The evolutionary process of the Sun will turn Earth into a dead wasteland in about 1.3 billion years.
As the aging Sun at the center of the solar system progresses through its life cycle, it will eventually engulf Earth. Scientists predict that the Sun has a few billion years left, but life on Earth will come to an end much sooner. Earth will become uninhabitable for most organisms in approximately 1.3 billion years due to the Sun’s natural evolutionary process. Humans could easily push themselves and countless other species to the brink of extinction within the next few centuries if the current rate of climate change is not curbed, according to Live Science.
The Sun will engulf Earth in the future. (Photo: Independent).
“Earth has about 4.5 billion years left before the Sun becomes a red giant and subsequently engulfs the planet,” said Ravi Kopparapu, a scientist at NASA’s Goddard Space Flight Center. The red giant forms in the final stages of its evolution when the star exhausts its hydrogen fuel for nuclear fusion and begins to die, according to the European Space Agency.
Once the nuclear fusion process ceases, gravitational forces will take effect. The helium core will begin to collapse under the influence of gravity, causing temperatures to rise. This surge in temperature will significantly expand the outer plasma layer of the Sun. The Sun will swell to at least the size of Earth’s orbit. However, Earth will certainly not survive for 4.5 billion years.

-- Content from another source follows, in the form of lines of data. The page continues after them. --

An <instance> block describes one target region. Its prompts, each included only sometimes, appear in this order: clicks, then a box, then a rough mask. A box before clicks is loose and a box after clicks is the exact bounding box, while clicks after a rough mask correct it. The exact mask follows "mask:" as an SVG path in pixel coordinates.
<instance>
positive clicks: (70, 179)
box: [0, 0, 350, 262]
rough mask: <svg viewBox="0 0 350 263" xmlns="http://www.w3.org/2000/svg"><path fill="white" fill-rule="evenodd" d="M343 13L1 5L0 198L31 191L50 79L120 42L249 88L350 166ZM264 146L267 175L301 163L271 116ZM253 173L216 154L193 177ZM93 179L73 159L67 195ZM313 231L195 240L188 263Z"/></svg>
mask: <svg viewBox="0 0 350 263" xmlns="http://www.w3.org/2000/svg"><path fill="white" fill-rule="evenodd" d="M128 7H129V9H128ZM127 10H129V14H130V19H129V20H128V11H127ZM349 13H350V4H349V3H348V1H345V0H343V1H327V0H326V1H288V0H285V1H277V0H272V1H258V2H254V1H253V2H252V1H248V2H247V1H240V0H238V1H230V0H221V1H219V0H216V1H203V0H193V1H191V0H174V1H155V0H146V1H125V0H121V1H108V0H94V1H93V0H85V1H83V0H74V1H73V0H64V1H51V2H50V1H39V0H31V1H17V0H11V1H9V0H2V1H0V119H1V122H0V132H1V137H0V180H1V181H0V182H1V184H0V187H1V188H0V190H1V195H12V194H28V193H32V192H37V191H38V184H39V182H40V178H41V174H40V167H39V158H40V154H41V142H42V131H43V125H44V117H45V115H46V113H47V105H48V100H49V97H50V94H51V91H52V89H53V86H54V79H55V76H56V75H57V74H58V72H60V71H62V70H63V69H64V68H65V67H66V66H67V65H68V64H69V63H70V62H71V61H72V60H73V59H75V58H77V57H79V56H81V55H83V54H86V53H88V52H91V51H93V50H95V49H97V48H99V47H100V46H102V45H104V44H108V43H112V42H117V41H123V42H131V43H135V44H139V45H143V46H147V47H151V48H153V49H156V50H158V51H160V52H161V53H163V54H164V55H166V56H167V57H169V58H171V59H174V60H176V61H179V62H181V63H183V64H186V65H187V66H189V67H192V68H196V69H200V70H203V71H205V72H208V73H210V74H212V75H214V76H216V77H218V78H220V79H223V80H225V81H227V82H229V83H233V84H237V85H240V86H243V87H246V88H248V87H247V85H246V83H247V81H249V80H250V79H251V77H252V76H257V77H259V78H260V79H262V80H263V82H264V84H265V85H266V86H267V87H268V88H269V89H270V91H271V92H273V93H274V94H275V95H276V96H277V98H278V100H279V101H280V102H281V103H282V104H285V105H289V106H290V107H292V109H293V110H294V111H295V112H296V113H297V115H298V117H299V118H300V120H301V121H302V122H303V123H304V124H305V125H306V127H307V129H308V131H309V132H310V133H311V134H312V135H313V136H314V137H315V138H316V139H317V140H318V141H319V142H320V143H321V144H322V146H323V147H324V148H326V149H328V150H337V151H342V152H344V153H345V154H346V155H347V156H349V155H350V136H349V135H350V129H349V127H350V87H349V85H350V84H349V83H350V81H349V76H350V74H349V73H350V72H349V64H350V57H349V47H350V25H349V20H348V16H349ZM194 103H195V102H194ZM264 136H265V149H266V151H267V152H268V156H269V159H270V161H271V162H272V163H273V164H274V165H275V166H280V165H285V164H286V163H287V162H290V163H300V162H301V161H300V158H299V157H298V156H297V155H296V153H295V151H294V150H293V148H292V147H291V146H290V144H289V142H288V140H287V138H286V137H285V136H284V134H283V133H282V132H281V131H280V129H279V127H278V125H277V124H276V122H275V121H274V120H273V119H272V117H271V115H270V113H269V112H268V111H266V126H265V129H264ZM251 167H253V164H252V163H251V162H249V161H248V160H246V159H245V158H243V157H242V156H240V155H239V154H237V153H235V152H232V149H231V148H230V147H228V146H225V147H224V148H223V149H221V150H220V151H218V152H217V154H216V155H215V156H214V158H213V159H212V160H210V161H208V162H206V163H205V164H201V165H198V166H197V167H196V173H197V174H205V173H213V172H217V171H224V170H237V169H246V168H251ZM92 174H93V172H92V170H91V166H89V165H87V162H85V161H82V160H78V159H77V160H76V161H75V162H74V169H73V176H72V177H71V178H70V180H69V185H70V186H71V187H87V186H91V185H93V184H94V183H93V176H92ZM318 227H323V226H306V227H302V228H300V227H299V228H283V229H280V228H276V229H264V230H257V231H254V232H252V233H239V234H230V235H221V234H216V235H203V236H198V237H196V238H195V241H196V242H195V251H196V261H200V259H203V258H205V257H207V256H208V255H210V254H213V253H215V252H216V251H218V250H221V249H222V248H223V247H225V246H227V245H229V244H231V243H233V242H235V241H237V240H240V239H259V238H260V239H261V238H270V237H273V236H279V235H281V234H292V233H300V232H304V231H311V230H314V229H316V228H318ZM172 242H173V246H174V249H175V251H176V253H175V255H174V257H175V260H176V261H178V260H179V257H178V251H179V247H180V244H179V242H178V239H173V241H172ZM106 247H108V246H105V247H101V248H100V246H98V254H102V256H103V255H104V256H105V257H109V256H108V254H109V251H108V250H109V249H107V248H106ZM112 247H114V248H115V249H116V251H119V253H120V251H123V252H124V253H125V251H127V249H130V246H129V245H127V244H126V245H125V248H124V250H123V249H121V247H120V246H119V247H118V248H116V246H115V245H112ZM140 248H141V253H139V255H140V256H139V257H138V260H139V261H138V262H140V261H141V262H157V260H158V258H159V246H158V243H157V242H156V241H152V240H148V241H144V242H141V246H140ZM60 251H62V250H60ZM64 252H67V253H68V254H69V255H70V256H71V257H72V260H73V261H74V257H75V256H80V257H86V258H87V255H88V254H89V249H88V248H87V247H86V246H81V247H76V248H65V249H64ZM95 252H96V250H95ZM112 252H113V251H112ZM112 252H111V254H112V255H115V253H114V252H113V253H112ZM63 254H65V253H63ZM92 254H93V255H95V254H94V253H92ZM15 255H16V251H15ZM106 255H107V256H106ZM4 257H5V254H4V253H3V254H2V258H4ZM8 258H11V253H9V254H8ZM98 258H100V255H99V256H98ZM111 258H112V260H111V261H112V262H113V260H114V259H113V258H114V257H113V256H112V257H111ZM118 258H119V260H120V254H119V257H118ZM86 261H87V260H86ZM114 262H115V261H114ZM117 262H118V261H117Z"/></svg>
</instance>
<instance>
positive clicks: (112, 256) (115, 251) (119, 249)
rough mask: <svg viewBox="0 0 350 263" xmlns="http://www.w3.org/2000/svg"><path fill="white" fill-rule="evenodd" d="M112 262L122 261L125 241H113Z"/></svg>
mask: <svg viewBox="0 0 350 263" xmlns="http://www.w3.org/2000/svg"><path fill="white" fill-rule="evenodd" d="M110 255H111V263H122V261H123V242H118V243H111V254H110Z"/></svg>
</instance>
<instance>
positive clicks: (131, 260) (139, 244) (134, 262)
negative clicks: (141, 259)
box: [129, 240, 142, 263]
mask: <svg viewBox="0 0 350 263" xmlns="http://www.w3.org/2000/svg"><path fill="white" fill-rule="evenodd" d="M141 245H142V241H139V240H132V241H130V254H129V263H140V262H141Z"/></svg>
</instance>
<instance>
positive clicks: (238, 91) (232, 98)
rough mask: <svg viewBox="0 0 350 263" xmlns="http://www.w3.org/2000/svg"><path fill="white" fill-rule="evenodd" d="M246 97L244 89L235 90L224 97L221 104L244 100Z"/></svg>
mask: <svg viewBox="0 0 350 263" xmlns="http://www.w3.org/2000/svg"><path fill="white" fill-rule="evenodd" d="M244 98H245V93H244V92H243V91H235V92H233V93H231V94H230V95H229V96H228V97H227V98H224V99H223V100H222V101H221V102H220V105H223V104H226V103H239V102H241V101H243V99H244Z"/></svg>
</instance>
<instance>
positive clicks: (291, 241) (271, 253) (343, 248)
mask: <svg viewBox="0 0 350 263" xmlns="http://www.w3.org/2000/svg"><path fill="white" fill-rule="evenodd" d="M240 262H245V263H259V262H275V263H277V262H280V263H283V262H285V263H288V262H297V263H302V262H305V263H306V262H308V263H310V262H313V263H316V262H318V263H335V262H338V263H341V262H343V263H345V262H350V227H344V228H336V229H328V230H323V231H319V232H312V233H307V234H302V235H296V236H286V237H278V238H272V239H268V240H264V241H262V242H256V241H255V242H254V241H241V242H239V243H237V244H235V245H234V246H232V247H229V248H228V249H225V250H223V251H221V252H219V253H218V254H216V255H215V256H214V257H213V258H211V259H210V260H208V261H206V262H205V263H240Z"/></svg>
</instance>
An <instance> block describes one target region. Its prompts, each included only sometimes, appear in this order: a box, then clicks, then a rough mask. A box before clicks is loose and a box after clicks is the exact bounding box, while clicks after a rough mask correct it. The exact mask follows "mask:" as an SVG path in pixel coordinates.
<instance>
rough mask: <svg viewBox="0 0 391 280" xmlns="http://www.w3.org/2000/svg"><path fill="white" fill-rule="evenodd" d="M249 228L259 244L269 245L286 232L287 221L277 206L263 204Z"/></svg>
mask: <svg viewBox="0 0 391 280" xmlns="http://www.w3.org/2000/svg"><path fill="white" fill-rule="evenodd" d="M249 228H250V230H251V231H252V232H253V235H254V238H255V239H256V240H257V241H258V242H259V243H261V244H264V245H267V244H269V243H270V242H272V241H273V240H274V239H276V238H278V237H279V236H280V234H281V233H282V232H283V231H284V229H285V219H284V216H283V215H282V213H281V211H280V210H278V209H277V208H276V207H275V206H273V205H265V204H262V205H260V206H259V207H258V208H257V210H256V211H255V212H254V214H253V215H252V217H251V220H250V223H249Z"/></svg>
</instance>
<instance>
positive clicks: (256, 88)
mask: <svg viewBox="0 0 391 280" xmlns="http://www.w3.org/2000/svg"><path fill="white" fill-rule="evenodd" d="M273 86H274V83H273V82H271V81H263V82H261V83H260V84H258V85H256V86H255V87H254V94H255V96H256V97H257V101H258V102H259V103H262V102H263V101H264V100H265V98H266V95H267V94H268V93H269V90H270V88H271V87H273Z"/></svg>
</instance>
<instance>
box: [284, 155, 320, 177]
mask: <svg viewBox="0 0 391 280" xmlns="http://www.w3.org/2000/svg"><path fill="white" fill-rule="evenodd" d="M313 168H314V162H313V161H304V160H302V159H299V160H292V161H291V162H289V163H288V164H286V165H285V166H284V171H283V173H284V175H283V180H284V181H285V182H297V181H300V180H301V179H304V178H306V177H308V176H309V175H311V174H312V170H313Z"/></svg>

There is no need to wait for the outer layer of the Sun to reach Earth; the planet will experience extreme temperatures long before the Sun completes its transformation into a red giant. As the dying process of the Sun increases temperatures, the oceans will evaporate, followed by the disappearance of the atmosphere, and ultimately, the tidal forces from the Sun’s gravity will tear Earth apart.

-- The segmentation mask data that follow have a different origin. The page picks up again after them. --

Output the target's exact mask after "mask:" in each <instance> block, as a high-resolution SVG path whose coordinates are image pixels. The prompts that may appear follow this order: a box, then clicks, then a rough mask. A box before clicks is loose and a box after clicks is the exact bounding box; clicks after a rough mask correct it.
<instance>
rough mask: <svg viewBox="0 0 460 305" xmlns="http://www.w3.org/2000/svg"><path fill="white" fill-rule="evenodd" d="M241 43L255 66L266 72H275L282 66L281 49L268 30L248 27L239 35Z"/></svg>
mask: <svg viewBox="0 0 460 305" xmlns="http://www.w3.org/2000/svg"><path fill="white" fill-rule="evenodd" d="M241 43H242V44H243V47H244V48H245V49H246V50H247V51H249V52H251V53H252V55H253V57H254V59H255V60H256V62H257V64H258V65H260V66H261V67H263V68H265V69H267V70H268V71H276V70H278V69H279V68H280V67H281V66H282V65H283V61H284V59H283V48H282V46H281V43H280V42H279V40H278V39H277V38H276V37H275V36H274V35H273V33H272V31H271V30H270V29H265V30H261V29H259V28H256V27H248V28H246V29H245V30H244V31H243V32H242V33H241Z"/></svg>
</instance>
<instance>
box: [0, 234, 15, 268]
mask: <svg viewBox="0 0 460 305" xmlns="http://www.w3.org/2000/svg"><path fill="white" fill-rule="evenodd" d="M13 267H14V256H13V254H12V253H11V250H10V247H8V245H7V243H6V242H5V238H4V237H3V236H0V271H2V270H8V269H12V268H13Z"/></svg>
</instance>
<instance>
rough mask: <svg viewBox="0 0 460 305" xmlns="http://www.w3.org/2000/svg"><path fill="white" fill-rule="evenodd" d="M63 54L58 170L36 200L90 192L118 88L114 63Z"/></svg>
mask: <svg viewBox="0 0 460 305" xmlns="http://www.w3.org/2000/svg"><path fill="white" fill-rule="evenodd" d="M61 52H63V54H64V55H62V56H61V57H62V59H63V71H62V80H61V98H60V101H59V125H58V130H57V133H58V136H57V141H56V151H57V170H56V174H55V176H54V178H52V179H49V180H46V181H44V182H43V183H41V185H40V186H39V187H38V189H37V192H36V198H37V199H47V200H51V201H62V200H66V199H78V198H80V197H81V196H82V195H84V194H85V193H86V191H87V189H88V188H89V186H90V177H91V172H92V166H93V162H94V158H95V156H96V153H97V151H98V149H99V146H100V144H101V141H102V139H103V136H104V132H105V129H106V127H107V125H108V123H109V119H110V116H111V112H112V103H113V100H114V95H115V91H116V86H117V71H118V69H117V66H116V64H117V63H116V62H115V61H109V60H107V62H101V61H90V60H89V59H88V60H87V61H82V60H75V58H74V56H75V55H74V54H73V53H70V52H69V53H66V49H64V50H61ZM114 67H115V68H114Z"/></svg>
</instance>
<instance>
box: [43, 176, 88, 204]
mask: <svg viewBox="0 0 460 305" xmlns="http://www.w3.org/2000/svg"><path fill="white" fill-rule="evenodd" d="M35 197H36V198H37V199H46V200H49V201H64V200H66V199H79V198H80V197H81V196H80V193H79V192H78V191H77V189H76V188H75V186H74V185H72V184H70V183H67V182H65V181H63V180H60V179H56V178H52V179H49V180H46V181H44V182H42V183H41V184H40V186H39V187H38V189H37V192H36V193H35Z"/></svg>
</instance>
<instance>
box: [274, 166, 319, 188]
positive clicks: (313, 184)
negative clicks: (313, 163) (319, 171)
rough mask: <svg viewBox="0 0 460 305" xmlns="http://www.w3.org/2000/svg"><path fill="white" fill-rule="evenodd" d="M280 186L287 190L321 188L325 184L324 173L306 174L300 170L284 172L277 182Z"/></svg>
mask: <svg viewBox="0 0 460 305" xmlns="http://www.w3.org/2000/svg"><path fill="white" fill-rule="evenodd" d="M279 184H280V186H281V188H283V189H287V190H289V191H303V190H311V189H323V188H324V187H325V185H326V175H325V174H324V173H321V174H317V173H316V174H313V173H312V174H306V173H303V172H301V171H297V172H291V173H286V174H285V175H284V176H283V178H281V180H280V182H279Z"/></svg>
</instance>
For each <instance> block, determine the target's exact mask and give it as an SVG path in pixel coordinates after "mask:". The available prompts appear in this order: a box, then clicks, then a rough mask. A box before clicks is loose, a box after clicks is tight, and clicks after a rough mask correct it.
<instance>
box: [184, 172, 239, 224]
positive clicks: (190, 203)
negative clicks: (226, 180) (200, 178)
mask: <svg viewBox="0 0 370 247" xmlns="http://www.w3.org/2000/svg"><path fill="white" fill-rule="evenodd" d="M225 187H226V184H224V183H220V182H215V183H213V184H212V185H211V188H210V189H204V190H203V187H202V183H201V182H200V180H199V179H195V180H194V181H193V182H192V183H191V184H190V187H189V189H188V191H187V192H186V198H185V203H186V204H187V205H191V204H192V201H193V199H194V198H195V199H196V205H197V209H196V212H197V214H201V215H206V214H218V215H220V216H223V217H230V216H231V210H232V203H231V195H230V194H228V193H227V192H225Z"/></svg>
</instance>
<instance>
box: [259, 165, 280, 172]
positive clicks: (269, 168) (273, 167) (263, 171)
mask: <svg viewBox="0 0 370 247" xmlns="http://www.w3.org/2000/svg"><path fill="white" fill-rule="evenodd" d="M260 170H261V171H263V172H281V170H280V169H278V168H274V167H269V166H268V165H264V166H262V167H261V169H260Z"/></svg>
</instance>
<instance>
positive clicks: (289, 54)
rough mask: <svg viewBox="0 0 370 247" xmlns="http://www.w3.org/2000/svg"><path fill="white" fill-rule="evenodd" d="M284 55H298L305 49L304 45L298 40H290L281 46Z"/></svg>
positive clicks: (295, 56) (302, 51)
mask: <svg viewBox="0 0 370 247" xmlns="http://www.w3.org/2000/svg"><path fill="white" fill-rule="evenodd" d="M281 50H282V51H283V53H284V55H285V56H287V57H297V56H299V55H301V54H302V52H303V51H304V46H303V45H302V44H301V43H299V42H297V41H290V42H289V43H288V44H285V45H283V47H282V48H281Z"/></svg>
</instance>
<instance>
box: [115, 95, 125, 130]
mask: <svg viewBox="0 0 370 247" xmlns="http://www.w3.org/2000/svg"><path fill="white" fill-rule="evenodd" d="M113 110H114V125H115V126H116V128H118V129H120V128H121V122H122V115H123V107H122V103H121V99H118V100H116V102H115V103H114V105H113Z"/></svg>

In about 1.3 billion years from now, humans will no longer be able to survive naturally on Earth due to prolonged hot and humid conditions. In about two billion years, the oceans may evaporate as the Sun’s brightness increases by nearly 20% compared to today, according to Kopparapu. Some forms of life may persist at this time, such as extremophiles near hydrothermal vents on the ocean floor, but not humans.
Wet bulb temperature (an empirical index that reflects the thermal stress an individual is exposed to), combined with temperature, humidity, wind speed, solar angle, and cloud cover, in which humans cannot cool down by sweating, may soon become a regular occurrence. Initially, the wet bulb temperature threshold for humans is predicted to be around 35 degrees Celsius, but recent studies suggest that even 30 degrees Celsius could be lethal.
Some places on Earth have already experienced wet bulb temperatures exceeding 32 degrees Celsius on several occasions. Climate models predict that 35 degrees Celsius will become commonplace in regions like the Middle East by the end of this century. At that temperature, animals will be overheated. Essentially, the greenhouse effect will threaten life and society on Earth before the Sun dies.